Since her death on April 21, tributes from heartbroken nurses have flooded in, remembering Ms Davis for her love of make-up. 

Paediatric senior sister Sarah Chittock said: ‘Dearest Katy, what an inspirational nurse and young lady. Would go out of her way to help others.

‘Katy always wore a smile and the most wonderful sparkly eye shadow. Your memory will continue to sparkle in the children’s hospital.’  

Colleague Claire Shields added: ‘Katy was one of the bravest and talented nurses I had the pleasure of knowing.
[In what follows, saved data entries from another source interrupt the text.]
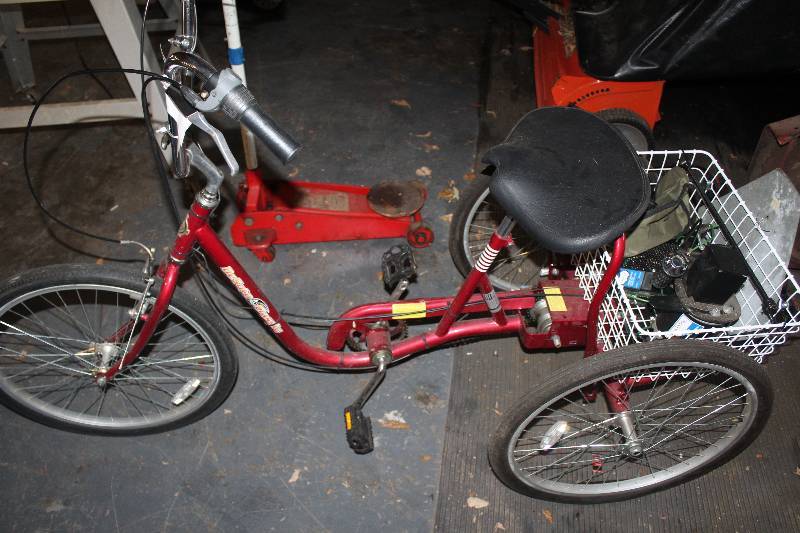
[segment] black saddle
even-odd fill
[[[593,250],[644,214],[650,185],[616,128],[578,108],[545,107],[520,120],[483,162],[492,196],[543,247]]]

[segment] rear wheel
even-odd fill
[[[503,209],[489,194],[491,176],[479,175],[465,187],[450,226],[450,256],[466,276],[503,220]],[[502,290],[535,286],[547,265],[548,252],[515,227],[513,244],[500,252],[489,270],[492,285]]]
[[[606,387],[630,395],[622,414]],[[704,341],[638,344],[536,387],[492,436],[489,461],[506,485],[537,498],[633,498],[734,457],[761,431],[771,401],[764,369],[741,352]]]
[[[237,362],[226,333],[176,291],[141,356],[108,384],[95,375],[136,342],[141,275],[65,265],[15,276],[0,289],[0,401],[37,422],[133,435],[183,426],[227,397]],[[151,289],[151,295],[157,294]]]

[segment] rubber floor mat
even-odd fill
[[[775,405],[764,431],[739,456],[705,476],[597,505],[535,500],[506,488],[486,458],[489,434],[526,391],[581,357],[581,352],[525,353],[516,339],[457,349],[436,531],[800,531],[797,340],[767,363]]]

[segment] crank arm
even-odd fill
[[[174,88],[168,87],[165,90],[164,100],[167,105],[167,115],[169,116],[169,129],[172,145],[172,160],[175,162],[173,170],[176,178],[186,178],[189,176],[189,161],[186,154],[186,140],[192,122],[187,114],[194,112],[188,102]]]

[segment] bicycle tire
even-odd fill
[[[635,400],[631,396],[630,412],[641,439],[638,456],[626,448],[631,441],[621,435],[615,413],[602,409],[602,392],[583,403],[587,387],[625,376],[630,378],[625,383],[656,376],[652,389],[642,385],[633,390]],[[706,385],[709,392],[695,396]],[[673,391],[679,403],[677,414],[670,415],[664,406]],[[719,405],[704,406],[703,398],[722,399]],[[537,386],[504,416],[490,440],[489,462],[504,484],[537,498],[600,503],[638,497],[700,476],[736,456],[759,434],[771,405],[766,372],[741,352],[683,339],[636,344],[562,368]],[[544,439],[547,431],[555,443],[552,437]]]
[[[453,213],[448,247],[453,264],[462,276],[469,274],[494,228],[505,216],[505,210],[491,198],[490,180],[491,176],[479,174],[464,188]],[[478,224],[478,219],[485,224]],[[500,290],[536,286],[539,272],[547,264],[548,252],[517,228],[512,235],[514,244],[497,256],[489,269],[489,280]],[[515,259],[519,257],[522,259]]]
[[[92,372],[134,340],[117,335],[144,288],[141,273],[98,265],[48,266],[6,280],[0,403],[51,427],[101,435],[166,431],[213,412],[236,381],[233,344],[211,311],[180,289],[140,358],[97,385]],[[129,331],[134,337],[139,328]]]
Such a loss, so, so sad.’

Gail Byrne, director of nursing at UHS, said last night’s clap for carers outside the hospital was for Ms Davis and the staff who cared for her. 

Paula Head, chief executive at UHS, said: ‘Katy has been described by her colleagues where she worked in child health as a nurse people would aspire to be like and that nursing was more than just a job to her.

‘On behalf of everyone here at UHS, including our patients and the communities we serve, I would like to offer our sincere condolences to her family.’

South East Royal College of Nursing said: ‘She’s been described as a dedicated and selfless nurse who had time for everyone sharing her skills and knowledge to ensure excellent patient care. Rest in peace Katy.’ 

Ms Davis had a underlying health condition and had been unwell for some time prior to her admission to hospital.